Training Day: MTR Crossrail's Director of HR: What HR can learn from Japan's railways

Training Day: MTR Crossrail's Director of HR: What HR can learn from Japan's railways

Alison Bell, Director of Human Resources at MTR Crossrail, spoke to us about how Japan's railway service maintains such high levels of efficiency, their unique learning and development strategy, and what the UK can learn about the value of teamwork...

In Japan they have something called the 'Dr Yellow Phenomenon'. Parents will take time off work to take their children to see Dr Yellow.

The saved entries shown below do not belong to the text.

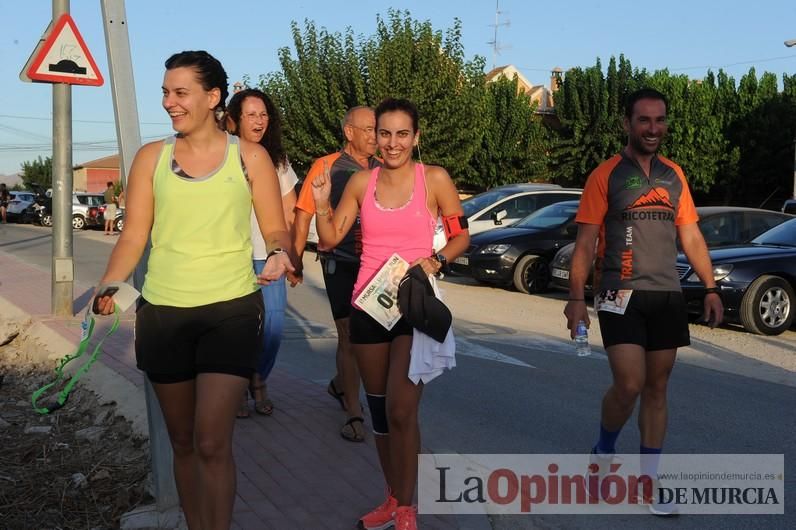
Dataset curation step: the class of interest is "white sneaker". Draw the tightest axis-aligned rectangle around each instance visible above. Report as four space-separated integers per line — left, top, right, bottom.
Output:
637 480 679 517
586 449 621 502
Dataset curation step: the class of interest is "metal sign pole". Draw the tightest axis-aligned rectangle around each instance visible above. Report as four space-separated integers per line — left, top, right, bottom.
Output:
100 0 178 511
52 0 74 317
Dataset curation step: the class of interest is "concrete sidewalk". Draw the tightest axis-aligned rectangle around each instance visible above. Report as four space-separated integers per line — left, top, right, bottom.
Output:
0 250 488 530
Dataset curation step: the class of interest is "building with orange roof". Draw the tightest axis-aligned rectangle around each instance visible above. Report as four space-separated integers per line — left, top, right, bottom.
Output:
73 154 120 192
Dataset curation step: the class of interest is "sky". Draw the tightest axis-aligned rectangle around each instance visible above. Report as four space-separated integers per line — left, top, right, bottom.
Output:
1 0 795 177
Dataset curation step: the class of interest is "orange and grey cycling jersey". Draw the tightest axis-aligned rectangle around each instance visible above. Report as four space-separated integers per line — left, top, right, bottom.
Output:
576 152 698 291
296 151 381 256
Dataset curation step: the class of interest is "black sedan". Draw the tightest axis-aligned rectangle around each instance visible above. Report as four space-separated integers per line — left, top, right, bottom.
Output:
550 206 793 292
450 201 580 294
678 218 796 335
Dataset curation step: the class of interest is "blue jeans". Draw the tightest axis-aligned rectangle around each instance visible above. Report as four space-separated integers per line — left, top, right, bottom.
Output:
253 260 286 380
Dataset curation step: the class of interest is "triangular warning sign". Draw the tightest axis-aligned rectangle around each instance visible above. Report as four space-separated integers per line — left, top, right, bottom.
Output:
26 14 104 86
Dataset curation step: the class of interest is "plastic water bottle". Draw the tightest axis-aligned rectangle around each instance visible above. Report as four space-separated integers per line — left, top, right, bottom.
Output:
575 320 591 357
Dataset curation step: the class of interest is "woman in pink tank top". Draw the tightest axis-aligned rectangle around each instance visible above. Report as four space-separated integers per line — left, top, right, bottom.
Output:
312 98 470 530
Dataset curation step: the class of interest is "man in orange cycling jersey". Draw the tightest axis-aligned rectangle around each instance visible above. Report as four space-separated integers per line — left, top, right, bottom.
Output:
293 106 380 442
564 88 723 516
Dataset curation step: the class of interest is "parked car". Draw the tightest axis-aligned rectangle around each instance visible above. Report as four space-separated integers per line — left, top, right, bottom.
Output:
433 183 582 250
450 200 580 293
550 206 794 292
5 191 38 223
35 196 53 227
678 217 796 335
783 199 796 215
72 192 105 229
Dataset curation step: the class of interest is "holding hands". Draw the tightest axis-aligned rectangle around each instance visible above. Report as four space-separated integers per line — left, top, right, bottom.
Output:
257 251 295 285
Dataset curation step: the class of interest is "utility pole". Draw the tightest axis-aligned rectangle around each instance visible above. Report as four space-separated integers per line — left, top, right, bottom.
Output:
51 0 74 317
786 39 796 199
101 0 178 512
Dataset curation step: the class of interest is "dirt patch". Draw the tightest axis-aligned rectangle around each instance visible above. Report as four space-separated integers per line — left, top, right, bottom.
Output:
0 328 152 529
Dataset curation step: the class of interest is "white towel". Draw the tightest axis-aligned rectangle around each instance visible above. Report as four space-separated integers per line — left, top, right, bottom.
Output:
408 277 456 384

There are Dr Yellow branded t-shirts, hats, shoes and soft toys. And it’s just a maintenance train that runs every ten days or so. How have the Japanese railways managed to become so efficient - and loved?

Since the privatisation of the Japanese railways in 1987, the seven for-profit firms that took on the national assets and operations have managed to turn its railway into the country's most successful and admired organisations, one that’s globally renowned. We went to Japan to look at the inner workings of the JR Group, and in particular, to understand its approach to HR and L&D. The insights from the frontline have been a real eye-opener.

Of the 18,400 employees, a good proportion are older workers and the organisation is very conscious of the need for continuity. Therefore, on-the-job training forms an important part of knowledge and skills transfer. JR tracks education and development like a personal medical record for each member of staff, who all spend time at the general education centre. This isn’t the occasional day of update training, or even a special week for the top executives - people stay for two months alongside the teachers. The business doesn’t just pass on learning but makes the JR Group an important part of employee lives, embedding culture and values. Staff learn together rather than as competing individuals.